Tout d'abord un mot (je précise que ses propos, livrés ici « en vrac », sont issus du jour de la présentation/visite de presse, nationale ou régionale, de l'expo Peindre les hommes et/ou de revues artistiques spécialisées), Paul Perrin : « Ce n'est pas une rétrospective, par exemple il n'y a pas de nature morte ni de paysage, à proprement parler. Les 2/3 de sa production sont des œuvres à sujet exclusivement masculin. Nous nous concentrons sur une vraie particularité de Caillebotte : la figure masculine et il est le seul peintre de son temps à réaliser un grand nu viril : Homme au bain. Ses amis peintres, à l'inverse, ont pour manifestes, en peintures, des figures féminines (Olympia (1863) de Manet, les danseuses de Degas) ou réalisent des tableaux montrant des relations entre hommes et femmes, comme La Balançoire (1876) de Renoir. Comment expliquer cette différence ? Eh bien Caillebotte - attention, je tiens à préciser que rien ne permet d'attester de l'homosexualité du peintre - vit dans un monde très masculin et c'est un peintre qui puise ses sujets dans son environnement immédiat. Il est probablement marqué par son enfance au milieu de ses frères et une figure paternelle très forte. Il y a une sorte de prédilection pour l'homo-sociabilité qui revient tout au long de sa vie, il fréquente constamment des groupes masculins : les impressionnistes, le Cercle de voile, etc. Cet attrait pour les relations masculines pose aussi la question de sa sexualité bien que l'on n'ait pas de témoignage ni de preuve sur le sujet. On sait seulement qu'il était célibataire, c'est-à-dire non marié, et qu'il n'a pas eu d'enfant. Toutefois, il a vécu avec une femme, Charlotte Berthier, mais on ne connaît pas la nature de leur relation. Elle était peut-être simplement une dame de compagnie qui s'occupait de la maison. Mais, en l'absence d'éléments, cela relève de la spéculation. Ce qui est sûr en revanche, c'est qu'il l'a très peu représentée et très rarement dans des scènes au contenu érotique ou amoureux, contrairement aux habitudes des membres du groupe avec leurs compagnes. »
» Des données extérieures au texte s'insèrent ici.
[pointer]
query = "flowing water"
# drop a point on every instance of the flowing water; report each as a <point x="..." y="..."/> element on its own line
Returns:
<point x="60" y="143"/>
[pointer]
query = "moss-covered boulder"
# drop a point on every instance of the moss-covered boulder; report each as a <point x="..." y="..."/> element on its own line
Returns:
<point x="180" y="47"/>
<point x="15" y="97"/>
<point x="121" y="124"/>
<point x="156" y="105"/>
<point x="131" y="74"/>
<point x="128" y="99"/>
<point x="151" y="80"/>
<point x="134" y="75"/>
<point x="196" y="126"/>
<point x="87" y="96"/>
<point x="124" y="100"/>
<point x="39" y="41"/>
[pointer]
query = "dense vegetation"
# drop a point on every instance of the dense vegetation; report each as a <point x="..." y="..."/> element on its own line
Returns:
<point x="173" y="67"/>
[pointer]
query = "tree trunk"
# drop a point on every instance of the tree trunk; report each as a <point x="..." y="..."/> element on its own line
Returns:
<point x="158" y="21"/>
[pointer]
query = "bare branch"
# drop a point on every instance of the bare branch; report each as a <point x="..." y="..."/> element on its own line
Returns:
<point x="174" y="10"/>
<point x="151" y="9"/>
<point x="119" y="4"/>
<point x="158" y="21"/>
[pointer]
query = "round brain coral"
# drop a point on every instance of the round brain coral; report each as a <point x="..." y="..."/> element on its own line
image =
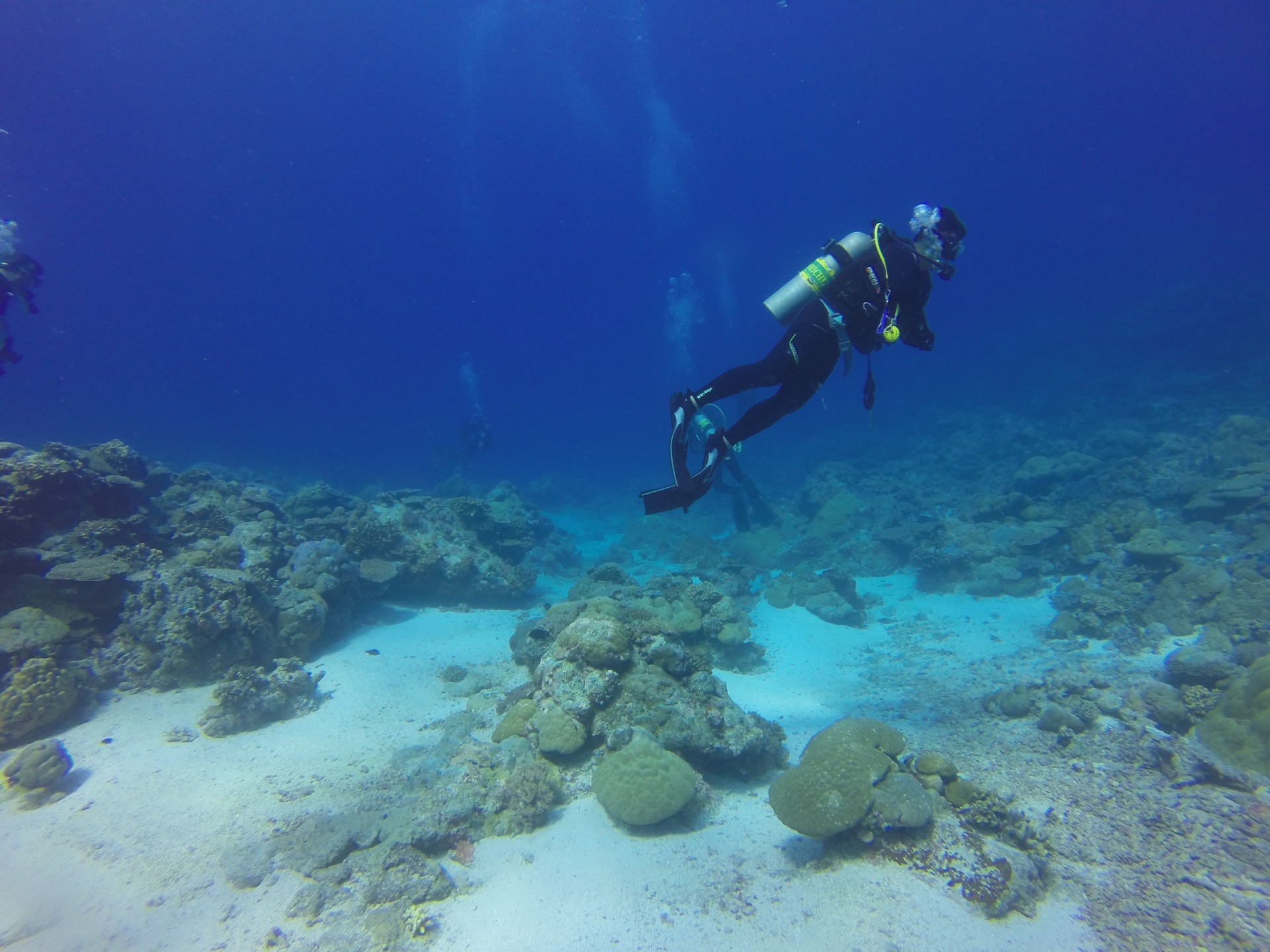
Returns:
<point x="643" y="782"/>
<point x="833" y="786"/>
- Gustave Caillebotte (1848-1894), « Raboteurs de parquets », 1875, huile sur toile, musée d’Orsay, don des héritiers de Gustave Caillebotte par l’intermédiaire d’Auguste Renoir, son exécuteur testamentaire
Caillebotte, trouble dans le genre masculin
En outre, Paul Perrin ajoute, au sujet du « chantre de la figure masculine » qu'était Gustave Caillebotte, que « nombre de ses œuvres, notamment aux États-Unis [sa peinture « masculine » serait révélatrice du « trouble dans le genre », histoire de reprendre le titre du principal ouvrage de la philosophe féministe américaine Judith Butler ; il est à signaler que le critique français Stéphane Guégan, auteur d'une récente et remarquable monographie sur l'artiste, Caillebotte, peintre des extrêmes (Hazan, 2021), a critiqué cette tendance, pouvant entraîner bien des dérives de lectures, au bord du ridicule (catalogue et cartels orientés de cette expo thématique à Orsay en témoignent quelque peu par endroits ), pour le moins discutables], ont suscité des réactions sur la sexualité de l'artiste mais d'elle, nous ne savons rien. Certes, la IIIe République, avec ses valeurs de liberté, d'égalité et de fraternité, a encouragé les revendications à l'émancipation des femmes et l'affirmation des subcultures homosexuelles. Mais le mystère des toiles résiste à toute interprétation facile. Caillebotte est d'abord un créateur d'images. Et un artiste de son temps. Devant ses vues de villes, on pense aux cadrages photographiques : il a grandi avec la photographie et l'intègre dans sa peinture. Cependant, en 1870, la photo instantanée n'existe pas encore, et les images qui s'en inspirent apparaissent ultérieurement. Ses œuvres nous font surtout ressentir que l'on est dans l’œil du peintre comme dans l'objectif d'un photographe. Caillebotte montre beaucoup et cache beaucoup : l'expression des visages, les relations entre les personnages, ce qu'ils regardent hors du cadre. C'est un travail à la fois voyeur et pudique. » Bien dit.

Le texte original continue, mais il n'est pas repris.